Technical Education Post

News and Information for Technical Educators

Piedmont Advanced Manufacturing Center

Piedmont Technical College is establishing an Advanced Manufacturing Center in Edgefield County, a $10 million endeavor that’s one of about $100 million worth of new investments by Piedmont Tech in the seven-county region it serves. Piedmont Advanced Manufacturing Center.

The South Carolina Department of Commerce reports that manufacturing employment in the state has averaged 17% growth over the past 10 years. Local level investments have been a part of that: both Generac and Bridgestone have expanded their output in recent years.

“We wanted to make sure students in our rural counties have an opportunity to compete for those high-wage jobs,” Dr. Hope Rivers, president of Piedmont Technical College, said.

The Edgefield County Center for Manufacturing Excellence is still in its earliest stages. Funded by a portion of the county’s share from South Carolina’s settlement the U.S. Department of Energy, the $10 million for its construction is already in hand.

Edgefield County administrator David Caddell confirmed that the county is pursuing a land acquisition deal that would allow for the center to go up in the existing industrial park in Trenton, immediately next to Generac.

Piedmont’s Dr. Rivers said the new facility would offer Mechatronics, Computer Numeric Control (CNC) and Machine Tool Technology programs but that a full program list is still being developed.

Develop Skilled Labor Pool

Having a skilled labor pool is something that the South Carolina Department of Employment and Workforce has been emphasizing as “the primary component of everything a business chooses,” as the department’s Robert Davis told North Augusta Chamber of Commerce members last summer.
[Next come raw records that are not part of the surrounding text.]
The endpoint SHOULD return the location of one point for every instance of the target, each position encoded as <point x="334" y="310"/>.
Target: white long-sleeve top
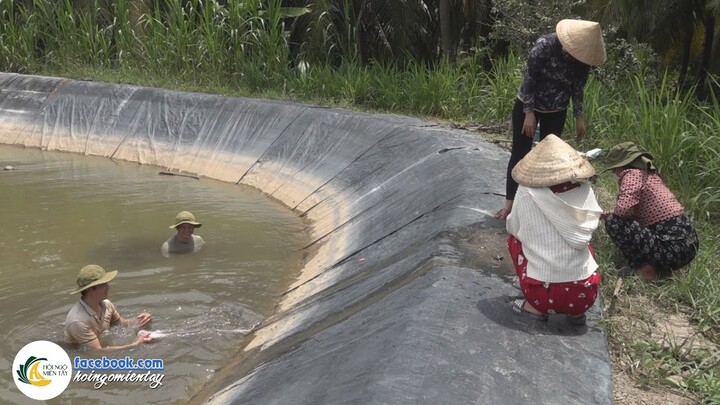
<point x="555" y="230"/>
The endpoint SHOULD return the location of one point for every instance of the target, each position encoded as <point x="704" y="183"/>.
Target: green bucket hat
<point x="92" y="275"/>
<point x="630" y="155"/>
<point x="185" y="217"/>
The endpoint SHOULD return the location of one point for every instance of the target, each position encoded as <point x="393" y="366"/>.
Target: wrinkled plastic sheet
<point x="383" y="312"/>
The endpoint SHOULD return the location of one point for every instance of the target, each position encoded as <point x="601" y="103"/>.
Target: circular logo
<point x="42" y="370"/>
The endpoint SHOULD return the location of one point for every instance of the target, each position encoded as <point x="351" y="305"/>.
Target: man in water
<point x="184" y="241"/>
<point x="94" y="313"/>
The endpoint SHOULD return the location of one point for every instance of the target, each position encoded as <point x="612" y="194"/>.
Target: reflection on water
<point x="62" y="211"/>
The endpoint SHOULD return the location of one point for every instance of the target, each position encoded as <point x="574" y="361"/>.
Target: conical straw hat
<point x="582" y="40"/>
<point x="551" y="162"/>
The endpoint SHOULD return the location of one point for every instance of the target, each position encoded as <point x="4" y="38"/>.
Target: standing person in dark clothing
<point x="557" y="70"/>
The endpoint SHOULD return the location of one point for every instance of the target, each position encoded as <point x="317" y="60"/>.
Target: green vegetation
<point x="333" y="54"/>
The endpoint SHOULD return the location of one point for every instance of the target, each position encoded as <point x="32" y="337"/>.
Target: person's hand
<point x="143" y="319"/>
<point x="143" y="337"/>
<point x="529" y="125"/>
<point x="580" y="127"/>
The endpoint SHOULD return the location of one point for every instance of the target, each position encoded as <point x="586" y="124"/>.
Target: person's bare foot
<point x="502" y="214"/>
<point x="647" y="272"/>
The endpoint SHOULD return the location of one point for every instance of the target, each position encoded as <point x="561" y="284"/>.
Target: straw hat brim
<point x="196" y="224"/>
<point x="104" y="279"/>
<point x="582" y="40"/>
<point x="551" y="162"/>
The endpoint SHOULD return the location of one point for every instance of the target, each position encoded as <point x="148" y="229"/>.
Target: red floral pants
<point x="571" y="298"/>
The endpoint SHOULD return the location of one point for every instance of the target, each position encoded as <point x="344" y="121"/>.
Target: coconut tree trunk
<point x="707" y="52"/>
<point x="446" y="33"/>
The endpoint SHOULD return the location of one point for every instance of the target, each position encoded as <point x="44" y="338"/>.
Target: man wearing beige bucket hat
<point x="550" y="229"/>
<point x="93" y="314"/>
<point x="648" y="224"/>
<point x="184" y="241"/>
<point x="557" y="70"/>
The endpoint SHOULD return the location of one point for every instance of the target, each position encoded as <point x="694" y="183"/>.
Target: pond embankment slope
<point x="403" y="298"/>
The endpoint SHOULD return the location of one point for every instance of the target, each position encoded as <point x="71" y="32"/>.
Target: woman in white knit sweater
<point x="552" y="222"/>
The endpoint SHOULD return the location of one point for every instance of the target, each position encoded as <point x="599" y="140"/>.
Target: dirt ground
<point x="632" y="316"/>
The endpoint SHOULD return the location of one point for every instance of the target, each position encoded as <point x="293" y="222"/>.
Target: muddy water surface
<point x="60" y="211"/>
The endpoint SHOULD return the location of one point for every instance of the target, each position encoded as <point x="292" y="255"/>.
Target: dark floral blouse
<point x="552" y="78"/>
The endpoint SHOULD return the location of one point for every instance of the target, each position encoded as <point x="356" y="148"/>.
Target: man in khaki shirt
<point x="184" y="241"/>
<point x="94" y="313"/>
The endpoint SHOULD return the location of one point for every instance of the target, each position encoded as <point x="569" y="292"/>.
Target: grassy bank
<point x="242" y="53"/>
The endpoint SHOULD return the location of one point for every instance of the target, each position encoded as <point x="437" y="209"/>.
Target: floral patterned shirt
<point x="552" y="77"/>
<point x="643" y="196"/>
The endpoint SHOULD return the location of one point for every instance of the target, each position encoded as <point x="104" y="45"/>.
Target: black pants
<point x="550" y="123"/>
<point x="667" y="245"/>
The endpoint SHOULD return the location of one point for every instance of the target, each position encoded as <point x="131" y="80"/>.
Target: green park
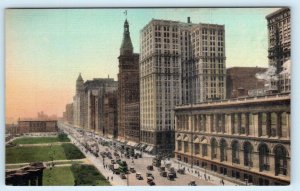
<point x="65" y="162"/>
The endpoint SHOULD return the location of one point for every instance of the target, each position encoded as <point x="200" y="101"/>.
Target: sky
<point x="46" y="49"/>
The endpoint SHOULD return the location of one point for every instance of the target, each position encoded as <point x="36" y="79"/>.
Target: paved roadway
<point x="140" y="165"/>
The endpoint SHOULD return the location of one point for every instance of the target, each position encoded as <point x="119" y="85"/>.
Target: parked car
<point x="149" y="167"/>
<point x="149" y="174"/>
<point x="162" y="169"/>
<point x="192" y="183"/>
<point x="139" y="176"/>
<point x="132" y="170"/>
<point x="150" y="181"/>
<point x="123" y="176"/>
<point x="171" y="176"/>
<point x="180" y="171"/>
<point x="163" y="174"/>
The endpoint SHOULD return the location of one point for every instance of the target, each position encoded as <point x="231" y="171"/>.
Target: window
<point x="263" y="157"/>
<point x="280" y="160"/>
<point x="248" y="149"/>
<point x="223" y="150"/>
<point x="235" y="152"/>
<point x="214" y="146"/>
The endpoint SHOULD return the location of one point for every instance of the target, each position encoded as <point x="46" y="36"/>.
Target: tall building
<point x="279" y="36"/>
<point x="128" y="91"/>
<point x="245" y="141"/>
<point x="179" y="63"/>
<point x="111" y="114"/>
<point x="93" y="101"/>
<point x="78" y="102"/>
<point x="88" y="105"/>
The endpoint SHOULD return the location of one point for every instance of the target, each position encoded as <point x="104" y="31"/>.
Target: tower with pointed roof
<point x="128" y="91"/>
<point x="78" y="102"/>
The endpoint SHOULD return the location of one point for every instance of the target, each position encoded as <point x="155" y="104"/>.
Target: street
<point x="140" y="165"/>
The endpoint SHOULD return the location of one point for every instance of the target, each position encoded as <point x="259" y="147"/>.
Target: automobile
<point x="132" y="170"/>
<point x="139" y="176"/>
<point x="163" y="174"/>
<point x="149" y="174"/>
<point x="181" y="171"/>
<point x="171" y="176"/>
<point x="150" y="181"/>
<point x="161" y="169"/>
<point x="149" y="167"/>
<point x="123" y="176"/>
<point x="192" y="183"/>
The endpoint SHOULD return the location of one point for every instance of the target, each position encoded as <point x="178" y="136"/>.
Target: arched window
<point x="223" y="150"/>
<point x="248" y="149"/>
<point x="214" y="148"/>
<point x="263" y="157"/>
<point x="280" y="160"/>
<point x="179" y="145"/>
<point x="235" y="152"/>
<point x="204" y="146"/>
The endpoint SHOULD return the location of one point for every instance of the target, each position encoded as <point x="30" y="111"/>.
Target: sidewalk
<point x="213" y="178"/>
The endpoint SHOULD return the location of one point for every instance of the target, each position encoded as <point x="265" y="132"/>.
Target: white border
<point x="295" y="12"/>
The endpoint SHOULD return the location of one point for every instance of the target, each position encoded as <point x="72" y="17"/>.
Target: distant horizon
<point x="46" y="49"/>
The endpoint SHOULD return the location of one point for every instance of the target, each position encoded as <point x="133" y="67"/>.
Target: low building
<point x="241" y="80"/>
<point x="245" y="139"/>
<point x="36" y="126"/>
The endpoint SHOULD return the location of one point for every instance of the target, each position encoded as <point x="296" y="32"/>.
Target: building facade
<point x="241" y="80"/>
<point x="279" y="36"/>
<point x="69" y="114"/>
<point x="78" y="102"/>
<point x="111" y="114"/>
<point x="37" y="126"/>
<point x="88" y="105"/>
<point x="179" y="63"/>
<point x="128" y="91"/>
<point x="244" y="140"/>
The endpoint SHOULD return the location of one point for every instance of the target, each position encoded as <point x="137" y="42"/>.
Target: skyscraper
<point x="179" y="63"/>
<point x="128" y="91"/>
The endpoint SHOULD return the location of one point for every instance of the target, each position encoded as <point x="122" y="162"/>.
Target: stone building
<point x="240" y="80"/>
<point x="128" y="91"/>
<point x="279" y="36"/>
<point x="37" y="126"/>
<point x="111" y="115"/>
<point x="179" y="63"/>
<point x="245" y="140"/>
<point x="78" y="102"/>
<point x="88" y="105"/>
<point x="93" y="110"/>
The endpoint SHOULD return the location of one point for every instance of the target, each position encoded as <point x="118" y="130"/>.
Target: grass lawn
<point x="14" y="166"/>
<point x="42" y="153"/>
<point x="88" y="175"/>
<point x="58" y="176"/>
<point x="38" y="140"/>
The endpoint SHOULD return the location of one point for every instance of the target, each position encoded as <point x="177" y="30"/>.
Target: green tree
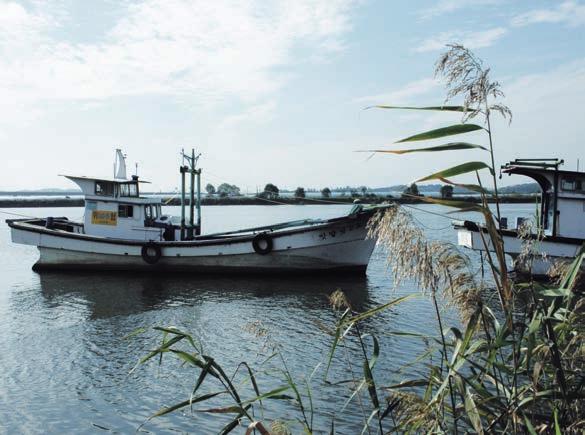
<point x="270" y="191"/>
<point x="446" y="191"/>
<point x="411" y="190"/>
<point x="226" y="189"/>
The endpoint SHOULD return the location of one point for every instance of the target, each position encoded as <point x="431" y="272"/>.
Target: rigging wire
<point x="18" y="214"/>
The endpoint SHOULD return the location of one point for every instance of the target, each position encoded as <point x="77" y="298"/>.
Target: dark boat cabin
<point x="562" y="211"/>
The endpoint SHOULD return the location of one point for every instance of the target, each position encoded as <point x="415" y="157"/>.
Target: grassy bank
<point x="250" y="200"/>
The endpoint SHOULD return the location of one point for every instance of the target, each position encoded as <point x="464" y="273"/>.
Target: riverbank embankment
<point x="252" y="200"/>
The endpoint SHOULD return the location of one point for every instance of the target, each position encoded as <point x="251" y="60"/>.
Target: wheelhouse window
<point x="573" y="184"/>
<point x="129" y="189"/>
<point x="125" y="210"/>
<point x="104" y="188"/>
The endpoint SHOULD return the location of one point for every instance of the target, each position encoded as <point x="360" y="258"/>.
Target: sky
<point x="274" y="91"/>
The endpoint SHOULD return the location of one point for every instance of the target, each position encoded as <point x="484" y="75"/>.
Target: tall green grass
<point x="511" y="366"/>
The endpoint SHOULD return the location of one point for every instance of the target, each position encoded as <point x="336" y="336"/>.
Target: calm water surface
<point x="65" y="362"/>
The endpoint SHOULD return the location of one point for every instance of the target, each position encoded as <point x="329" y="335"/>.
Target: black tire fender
<point x="151" y="253"/>
<point x="262" y="243"/>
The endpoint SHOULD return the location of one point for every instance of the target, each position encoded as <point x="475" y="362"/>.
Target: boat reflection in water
<point x="124" y="294"/>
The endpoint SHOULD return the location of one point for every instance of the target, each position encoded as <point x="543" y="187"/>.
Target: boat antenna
<point x="194" y="228"/>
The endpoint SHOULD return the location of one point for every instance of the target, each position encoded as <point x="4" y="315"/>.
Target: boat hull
<point x="545" y="251"/>
<point x="340" y="245"/>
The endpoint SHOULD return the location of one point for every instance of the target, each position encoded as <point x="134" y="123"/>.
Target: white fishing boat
<point x="123" y="230"/>
<point x="559" y="231"/>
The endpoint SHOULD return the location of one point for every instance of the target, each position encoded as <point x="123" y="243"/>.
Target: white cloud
<point x="468" y="39"/>
<point x="447" y="6"/>
<point x="568" y="12"/>
<point x="256" y="114"/>
<point x="208" y="51"/>
<point x="403" y="95"/>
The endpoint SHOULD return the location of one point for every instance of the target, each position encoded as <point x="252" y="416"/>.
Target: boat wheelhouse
<point x="123" y="230"/>
<point x="560" y="227"/>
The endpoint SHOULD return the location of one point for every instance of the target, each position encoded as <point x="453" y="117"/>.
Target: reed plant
<point x="514" y="363"/>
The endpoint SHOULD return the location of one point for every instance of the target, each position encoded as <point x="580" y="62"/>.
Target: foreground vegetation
<point x="513" y="364"/>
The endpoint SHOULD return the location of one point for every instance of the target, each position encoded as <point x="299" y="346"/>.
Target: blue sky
<point x="273" y="91"/>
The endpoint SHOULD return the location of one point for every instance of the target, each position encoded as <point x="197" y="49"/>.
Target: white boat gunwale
<point x="361" y="217"/>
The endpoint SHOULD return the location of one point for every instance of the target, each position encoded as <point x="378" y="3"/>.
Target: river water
<point x="65" y="356"/>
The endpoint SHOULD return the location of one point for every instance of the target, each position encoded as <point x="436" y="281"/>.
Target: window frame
<point x="577" y="182"/>
<point x="127" y="207"/>
<point x="106" y="188"/>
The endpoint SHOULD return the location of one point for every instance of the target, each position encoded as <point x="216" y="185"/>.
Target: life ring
<point x="151" y="253"/>
<point x="262" y="243"/>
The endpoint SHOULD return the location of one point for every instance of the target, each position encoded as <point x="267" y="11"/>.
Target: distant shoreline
<point x="244" y="200"/>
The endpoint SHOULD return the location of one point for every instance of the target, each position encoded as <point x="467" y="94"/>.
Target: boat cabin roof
<point x="547" y="174"/>
<point x="112" y="180"/>
<point x="111" y="189"/>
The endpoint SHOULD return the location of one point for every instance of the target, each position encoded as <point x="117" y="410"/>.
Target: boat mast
<point x="193" y="229"/>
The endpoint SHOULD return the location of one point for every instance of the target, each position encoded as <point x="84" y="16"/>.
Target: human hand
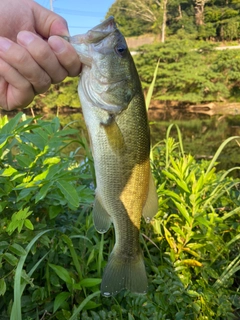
<point x="29" y="63"/>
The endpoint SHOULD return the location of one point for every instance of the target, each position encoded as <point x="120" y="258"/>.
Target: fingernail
<point x="25" y="37"/>
<point x="57" y="44"/>
<point x="5" y="44"/>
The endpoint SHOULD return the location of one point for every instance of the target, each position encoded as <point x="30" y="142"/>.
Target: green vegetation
<point x="206" y="19"/>
<point x="190" y="71"/>
<point x="52" y="258"/>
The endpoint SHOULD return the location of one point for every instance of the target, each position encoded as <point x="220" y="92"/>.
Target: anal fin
<point x="101" y="219"/>
<point x="151" y="206"/>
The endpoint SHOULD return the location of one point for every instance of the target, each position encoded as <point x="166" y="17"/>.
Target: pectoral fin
<point x="114" y="135"/>
<point x="151" y="206"/>
<point x="101" y="218"/>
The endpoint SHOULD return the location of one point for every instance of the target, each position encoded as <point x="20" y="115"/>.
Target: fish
<point x="115" y="114"/>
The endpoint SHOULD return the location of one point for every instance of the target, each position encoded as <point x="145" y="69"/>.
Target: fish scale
<point x="115" y="115"/>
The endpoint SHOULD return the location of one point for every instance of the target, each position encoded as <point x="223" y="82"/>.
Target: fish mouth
<point x="95" y="34"/>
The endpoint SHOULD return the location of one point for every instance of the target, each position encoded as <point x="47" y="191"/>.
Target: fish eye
<point x="120" y="49"/>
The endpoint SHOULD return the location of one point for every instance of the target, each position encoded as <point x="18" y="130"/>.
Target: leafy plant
<point x="52" y="258"/>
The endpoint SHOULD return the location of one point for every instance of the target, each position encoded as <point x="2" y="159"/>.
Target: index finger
<point x="48" y="23"/>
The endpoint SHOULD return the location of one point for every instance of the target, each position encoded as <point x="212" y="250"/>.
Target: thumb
<point x="48" y="23"/>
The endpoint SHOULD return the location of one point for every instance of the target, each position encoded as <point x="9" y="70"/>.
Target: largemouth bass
<point x="115" y="114"/>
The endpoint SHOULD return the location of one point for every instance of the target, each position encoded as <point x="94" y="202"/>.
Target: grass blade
<point x="218" y="152"/>
<point x="83" y="303"/>
<point x="16" y="313"/>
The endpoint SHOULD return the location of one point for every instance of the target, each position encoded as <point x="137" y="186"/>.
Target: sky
<point x="81" y="15"/>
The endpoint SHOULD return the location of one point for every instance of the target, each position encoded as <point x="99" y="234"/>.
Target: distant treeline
<point x="190" y="71"/>
<point x="217" y="20"/>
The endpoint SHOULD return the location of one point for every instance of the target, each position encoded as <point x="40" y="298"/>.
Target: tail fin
<point x="122" y="273"/>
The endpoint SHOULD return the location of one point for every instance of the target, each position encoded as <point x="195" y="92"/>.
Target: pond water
<point x="202" y="134"/>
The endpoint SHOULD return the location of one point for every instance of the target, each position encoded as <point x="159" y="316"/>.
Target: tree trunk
<point x="164" y="21"/>
<point x="199" y="11"/>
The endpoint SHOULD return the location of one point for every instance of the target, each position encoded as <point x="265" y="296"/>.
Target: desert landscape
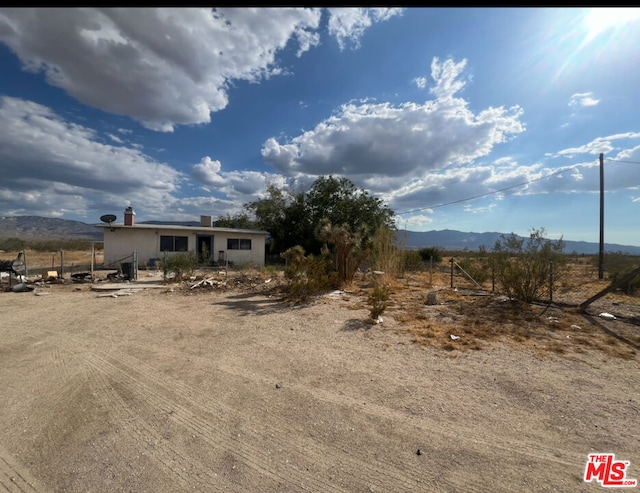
<point x="226" y="385"/>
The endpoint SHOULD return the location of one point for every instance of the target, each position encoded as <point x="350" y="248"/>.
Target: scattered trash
<point x="21" y="288"/>
<point x="209" y="282"/>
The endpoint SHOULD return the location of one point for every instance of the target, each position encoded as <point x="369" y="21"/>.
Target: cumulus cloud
<point x="240" y="186"/>
<point x="384" y="146"/>
<point x="349" y="24"/>
<point x="421" y="82"/>
<point x="162" y="67"/>
<point x="50" y="165"/>
<point x="583" y="99"/>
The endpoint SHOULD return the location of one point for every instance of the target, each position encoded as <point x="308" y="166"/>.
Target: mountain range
<point x="46" y="228"/>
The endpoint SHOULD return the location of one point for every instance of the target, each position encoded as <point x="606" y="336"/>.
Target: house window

And having that skilled workforce available locally – or having a space available locally that can shift and morph LEGO-style to fit a company’s specific training needs – is integral both to attracting new investment and to encouraging continued investment by existing business, Rivers said.

Piedmont’s Russell Martin, vice president of marking and public relations, said the college is also establishing an Advanced Manufacturing Center in Saluda County and a Health Sciences building in Greenwood County.

But about that old pottery building, Rivers said it was “kind of an introduction to the fact that, if we are going to train – and continuously train because we see how quickly technology is changing – we’re going to need a facility in that location that will allow Generac and others to be able to train their workforce at the ready, without having to come in and up-fit a place or bring in mobile labs and all of that: it’s ready to go when they need to train their workforce.”

Department of Labor Grant

Piedmont Tech was awarded a $4.9 million, four-year federal grant from the U.S. Department of Labor early in 2023.

This Strengthening Community Colleges grant is meant to expand access to technical education and, more specifically, to extend these colleges’ reach into rural communities.

Part of that effort here is in setting up mobile labs, which will launch in Edgefield County this fall.

“It’s bringing education to the students instead of them having to go out and try to figure out how to make their way to the main campus of any of our colleges,” Rivers said. It’s about “reaching them where they are,” she added.

The labs will be outfitted with equipment needed to support various Advanced Manufacturing programs and be stationed for a semester or two throughout the county.

“Exposure for students in rural communities means everything. If they don’t know – they’ve never seen it – then they can’t really dream about it. And if you’ve seen it, then you can’t really un-see it,” Rivers said.

Once the Edgefield County Center for Manufacturing Excellence is fully established, high school students will also benefit.

Though Piedmont Tech already offers college courses to high school students, these courses are for general education credits. With the center established, “that all changes,” Rivers said.

“You can still do English and math and sciences, but you can now add your Advanced Manufacturing courses – you can add your Machine Tool [learning], you can add your engineering-type courses – all of those things will then be right there for those students to explore during high school, get some credit for it, get their feet wet, and then they can decide if they want to go into that area,” she said.